The calling down of the Spirit in this epiclesis is the same Spirit that was present at creation and that has been active throughout time. In prayer, the congregation asks that this same Spirit may help us to "know our place in this your universe, on this your earth, and in this your Church." All of this "so that in and through our living, dying, and rising with your Son we may learn to till and keep this earth with the same love with which you till and keep us."
This Eucharistic prayer is a first attempt to imitate the early fathers of the church who wrote similar prayers to fit their historical and cultural contexts. Daley understands that the role of liturgists is not simply to learn from the past but also to speak to the present in prayer and song in a way that responds to our changed worldview.
The prayer, as Daly acknowledges, is not perfect. (Click here to read the full prayer.) For example, I find it impossible to proclaim the sentence beginning "Where once was nothing. …" One of the seminar participants suggested it be split into shorter sentences.
Another questioned directing the prayer in the preface and doxology to the Trinity rather than only to the Father, as is traditional in Eucharistic prayers from the fifth century on. Most Eucharistic prayers are addressed to the Father, through the Son, in the Spirit. Some found breaking with that tradition disconcerting.
The most interesting comments came from members of the NAAL's Ecology and Liturgy Seminar, who joined the discussion.
One suggested having the prayer reflect the idea that the incarnation began with the Big Bang and using the language of energy when speaking of the Spirit.
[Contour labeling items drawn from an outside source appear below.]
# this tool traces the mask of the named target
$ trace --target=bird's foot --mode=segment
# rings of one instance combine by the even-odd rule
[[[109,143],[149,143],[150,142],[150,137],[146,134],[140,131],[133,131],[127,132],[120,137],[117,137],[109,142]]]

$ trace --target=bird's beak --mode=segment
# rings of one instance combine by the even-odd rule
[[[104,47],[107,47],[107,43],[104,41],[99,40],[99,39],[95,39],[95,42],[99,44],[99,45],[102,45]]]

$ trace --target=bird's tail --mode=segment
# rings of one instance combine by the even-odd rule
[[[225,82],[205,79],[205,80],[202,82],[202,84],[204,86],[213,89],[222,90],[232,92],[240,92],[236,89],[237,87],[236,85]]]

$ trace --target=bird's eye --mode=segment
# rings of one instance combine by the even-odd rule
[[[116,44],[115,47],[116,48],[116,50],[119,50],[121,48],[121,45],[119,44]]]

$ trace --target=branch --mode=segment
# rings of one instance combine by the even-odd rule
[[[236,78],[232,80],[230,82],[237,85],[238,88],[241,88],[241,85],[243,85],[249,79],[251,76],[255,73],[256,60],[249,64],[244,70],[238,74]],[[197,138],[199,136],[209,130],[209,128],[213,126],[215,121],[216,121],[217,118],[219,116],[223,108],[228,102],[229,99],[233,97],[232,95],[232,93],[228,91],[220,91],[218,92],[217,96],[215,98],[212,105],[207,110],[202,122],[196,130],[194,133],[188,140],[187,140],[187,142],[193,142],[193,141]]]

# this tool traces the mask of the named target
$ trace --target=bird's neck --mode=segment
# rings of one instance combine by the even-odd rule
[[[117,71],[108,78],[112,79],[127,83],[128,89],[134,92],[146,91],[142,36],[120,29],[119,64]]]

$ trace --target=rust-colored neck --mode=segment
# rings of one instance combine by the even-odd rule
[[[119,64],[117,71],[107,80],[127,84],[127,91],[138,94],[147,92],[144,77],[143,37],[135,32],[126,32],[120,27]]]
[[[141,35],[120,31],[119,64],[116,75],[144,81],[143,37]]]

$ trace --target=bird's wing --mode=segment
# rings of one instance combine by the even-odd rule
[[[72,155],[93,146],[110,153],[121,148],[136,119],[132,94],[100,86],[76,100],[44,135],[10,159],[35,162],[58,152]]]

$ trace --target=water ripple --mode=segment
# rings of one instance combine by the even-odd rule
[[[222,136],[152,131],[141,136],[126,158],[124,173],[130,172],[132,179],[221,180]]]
Another suggested that when using the word "we," the prayer might include not only humans but all creation. Likewise, the Spirit would be described as inhabiting all nature, not just humans. One even suggested that when speaking of the Father sending the patriarchs and prophets to teach us, the prayer also recall the sending of locusts, floods and other natural phenomena.
Another participant suggested that the payer be more explicitly environmental rather than solely scientific. In other words, reflect the thinking of environmentalists like John Muir rather than just scientists like Darwin.
Despite the suggestions, all participants agreed this is an admirable attempt to create a Eucharistic prayer for the 21st century, a prayer that can resonate with the scientifically literate and environmentally sensitive. Members of the seminar also acknowledged that no one prayer can include everything without becoming too long and too complicated. Rather than trying to get everything in one prayer, it would be better to have a number of prayers.
Immediately after Vatican II, many celebrants were writing their own Eucharistic prayers with little knowledge of what they were doing. In suppressing these excesses, the Vatican also shut down more intelligent experimentations. Liturgists concluded that it was a waste of time working on new Eucharistic prayers that would never get approved. Creativity continued in Protestant churches, but not in Catholicism.
With the papacy of Pope Francis, perhaps the church is ready for a period of limited experimentation by liturgical professionals working with congregations willing to be beta sites for new liturgical practices. This would allow for creativity, testing, and adjustments before any new practice is let loose on the entire church.
Meanwhile, liturgical professionals are doing the slow work of thinking about and discussing the how to do liturgy in the 21st century.